The drugs have generated great excitement because, even though they do not yet work on most patients, they provide long-term benefits when they do. That's usually not the case with surgery, radiation and chemotherapy, cancer's other primary treatment methods.

About 35 percent of patients with metastatic melanoma who received Keytruda still were alive after three years, according to the study that led to the drug's approval.

That study didn't include patients whose melanoma had spread to the brain, but Dr. Antoni Ribas, a UCLA oncologist who's led Keytruda research, said a very small trial of the drug in patients whose melanoma spread to the brain found similar results.

Ribas said that if the drug is effective in patients, it usually works against cancer cells wherever they circulate in the body.

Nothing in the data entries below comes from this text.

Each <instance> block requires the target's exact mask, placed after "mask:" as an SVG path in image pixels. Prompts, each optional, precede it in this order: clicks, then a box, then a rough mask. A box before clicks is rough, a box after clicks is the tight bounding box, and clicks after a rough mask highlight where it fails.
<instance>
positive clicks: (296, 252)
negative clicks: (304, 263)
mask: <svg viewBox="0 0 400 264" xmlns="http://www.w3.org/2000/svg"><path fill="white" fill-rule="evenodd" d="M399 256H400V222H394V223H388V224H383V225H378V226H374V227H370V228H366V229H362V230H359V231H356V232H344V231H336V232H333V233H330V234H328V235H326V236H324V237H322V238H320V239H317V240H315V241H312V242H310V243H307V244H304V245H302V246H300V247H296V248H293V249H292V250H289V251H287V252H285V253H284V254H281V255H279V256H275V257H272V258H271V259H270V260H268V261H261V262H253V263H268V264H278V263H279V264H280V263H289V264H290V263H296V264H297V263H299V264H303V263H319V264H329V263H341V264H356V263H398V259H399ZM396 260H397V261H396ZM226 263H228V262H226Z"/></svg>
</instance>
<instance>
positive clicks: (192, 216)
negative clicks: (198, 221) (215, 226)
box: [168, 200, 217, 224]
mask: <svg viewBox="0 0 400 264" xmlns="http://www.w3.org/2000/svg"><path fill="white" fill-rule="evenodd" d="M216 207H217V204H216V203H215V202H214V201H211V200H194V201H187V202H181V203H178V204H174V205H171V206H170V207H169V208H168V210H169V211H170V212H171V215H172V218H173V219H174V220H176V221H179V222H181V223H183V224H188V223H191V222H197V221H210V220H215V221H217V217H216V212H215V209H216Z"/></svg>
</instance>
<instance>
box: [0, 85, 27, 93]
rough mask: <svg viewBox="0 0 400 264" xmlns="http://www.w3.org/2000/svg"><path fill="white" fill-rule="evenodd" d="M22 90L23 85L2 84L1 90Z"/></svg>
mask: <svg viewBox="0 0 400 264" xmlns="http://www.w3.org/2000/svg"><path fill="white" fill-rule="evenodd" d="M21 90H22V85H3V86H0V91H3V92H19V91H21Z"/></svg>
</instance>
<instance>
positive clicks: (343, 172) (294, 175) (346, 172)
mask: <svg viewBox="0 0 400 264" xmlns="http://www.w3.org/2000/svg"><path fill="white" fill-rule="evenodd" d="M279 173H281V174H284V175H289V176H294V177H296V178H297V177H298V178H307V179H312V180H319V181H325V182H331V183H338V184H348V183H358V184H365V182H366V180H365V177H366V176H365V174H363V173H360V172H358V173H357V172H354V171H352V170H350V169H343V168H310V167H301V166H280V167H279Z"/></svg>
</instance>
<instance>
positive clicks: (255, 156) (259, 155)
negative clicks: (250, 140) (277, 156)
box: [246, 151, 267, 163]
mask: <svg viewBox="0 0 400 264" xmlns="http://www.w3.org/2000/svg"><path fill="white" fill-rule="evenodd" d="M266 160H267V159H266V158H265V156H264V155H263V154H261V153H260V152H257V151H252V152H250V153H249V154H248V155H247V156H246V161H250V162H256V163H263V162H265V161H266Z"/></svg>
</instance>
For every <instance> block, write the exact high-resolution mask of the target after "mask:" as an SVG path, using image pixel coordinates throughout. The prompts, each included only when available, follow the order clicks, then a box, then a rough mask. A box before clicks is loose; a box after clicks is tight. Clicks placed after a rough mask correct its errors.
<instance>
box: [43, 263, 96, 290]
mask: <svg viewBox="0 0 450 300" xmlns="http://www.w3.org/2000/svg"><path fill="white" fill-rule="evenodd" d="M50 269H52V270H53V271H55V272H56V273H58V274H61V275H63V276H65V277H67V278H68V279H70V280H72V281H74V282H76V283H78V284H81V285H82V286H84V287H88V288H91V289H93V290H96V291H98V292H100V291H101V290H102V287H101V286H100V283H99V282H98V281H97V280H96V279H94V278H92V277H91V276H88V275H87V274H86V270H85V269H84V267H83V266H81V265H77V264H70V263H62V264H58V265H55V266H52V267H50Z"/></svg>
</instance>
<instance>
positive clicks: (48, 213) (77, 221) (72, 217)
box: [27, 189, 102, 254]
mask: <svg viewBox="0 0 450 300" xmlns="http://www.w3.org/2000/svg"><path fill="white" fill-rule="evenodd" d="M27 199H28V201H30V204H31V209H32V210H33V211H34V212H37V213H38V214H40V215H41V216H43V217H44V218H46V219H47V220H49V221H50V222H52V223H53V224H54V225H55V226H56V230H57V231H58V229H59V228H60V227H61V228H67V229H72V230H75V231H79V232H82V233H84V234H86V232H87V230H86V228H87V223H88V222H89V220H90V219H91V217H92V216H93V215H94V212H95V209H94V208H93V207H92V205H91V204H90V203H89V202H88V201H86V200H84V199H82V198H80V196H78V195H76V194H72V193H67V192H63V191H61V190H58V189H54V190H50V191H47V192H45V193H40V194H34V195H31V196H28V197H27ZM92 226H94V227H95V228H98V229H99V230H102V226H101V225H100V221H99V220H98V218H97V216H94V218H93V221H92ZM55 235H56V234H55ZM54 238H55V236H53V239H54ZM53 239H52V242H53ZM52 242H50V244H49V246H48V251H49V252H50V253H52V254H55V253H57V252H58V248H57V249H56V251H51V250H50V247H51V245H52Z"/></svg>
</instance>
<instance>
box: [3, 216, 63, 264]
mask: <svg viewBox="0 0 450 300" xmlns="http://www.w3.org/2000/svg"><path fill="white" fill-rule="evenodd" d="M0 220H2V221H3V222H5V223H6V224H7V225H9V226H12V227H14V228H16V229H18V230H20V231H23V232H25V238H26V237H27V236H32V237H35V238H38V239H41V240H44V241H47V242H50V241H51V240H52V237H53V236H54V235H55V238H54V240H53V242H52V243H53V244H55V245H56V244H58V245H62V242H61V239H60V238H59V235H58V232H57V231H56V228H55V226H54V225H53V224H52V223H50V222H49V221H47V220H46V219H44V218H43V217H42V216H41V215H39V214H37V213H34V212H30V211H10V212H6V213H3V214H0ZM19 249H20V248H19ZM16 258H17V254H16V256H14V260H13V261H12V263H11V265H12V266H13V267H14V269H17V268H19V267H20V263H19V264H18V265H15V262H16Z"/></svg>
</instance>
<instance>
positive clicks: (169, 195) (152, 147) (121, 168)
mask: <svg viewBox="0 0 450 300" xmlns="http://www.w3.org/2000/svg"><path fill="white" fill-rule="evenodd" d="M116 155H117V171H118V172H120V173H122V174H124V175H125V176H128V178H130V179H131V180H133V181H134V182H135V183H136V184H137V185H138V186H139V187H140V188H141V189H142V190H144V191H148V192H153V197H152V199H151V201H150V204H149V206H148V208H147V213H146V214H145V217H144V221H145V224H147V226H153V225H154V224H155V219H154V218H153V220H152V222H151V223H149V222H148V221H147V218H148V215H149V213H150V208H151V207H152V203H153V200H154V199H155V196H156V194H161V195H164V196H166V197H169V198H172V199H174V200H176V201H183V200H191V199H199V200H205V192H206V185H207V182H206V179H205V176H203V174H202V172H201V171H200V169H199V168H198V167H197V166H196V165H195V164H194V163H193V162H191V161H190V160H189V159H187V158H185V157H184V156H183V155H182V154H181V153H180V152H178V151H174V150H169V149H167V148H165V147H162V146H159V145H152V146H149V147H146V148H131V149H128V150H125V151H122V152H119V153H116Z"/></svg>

Keytruda and Yervoy together have provided even greater benefits against advanced melanoma - significantly extending survival in as many as 75 percent of patients - but the combination's side effects - typically diarrhea - are so severe that many patients dropped out of the clinical trial.

Patel and Ribas speculated that's probably why Carter is just being given Keytruda. Side effects from just one of the drugs usually are easily managed.

Neither Patel nor Ribas is involved in Carter's care, which is being provided at Emory University Hospital in Atlanta. Carter said he sought advice from M.D. Anderson, but center officials declined to share information about the advice, citing privacy concerns.


The use of radiation at the same time also may enhance immunotherapy's benefits against cancer, experts said. Although there's no clinical data yet, early research suggests radiation makes cancer cells more recognizable to the immune system. Trials have recently been launched testing the combination in numerous cancer sites.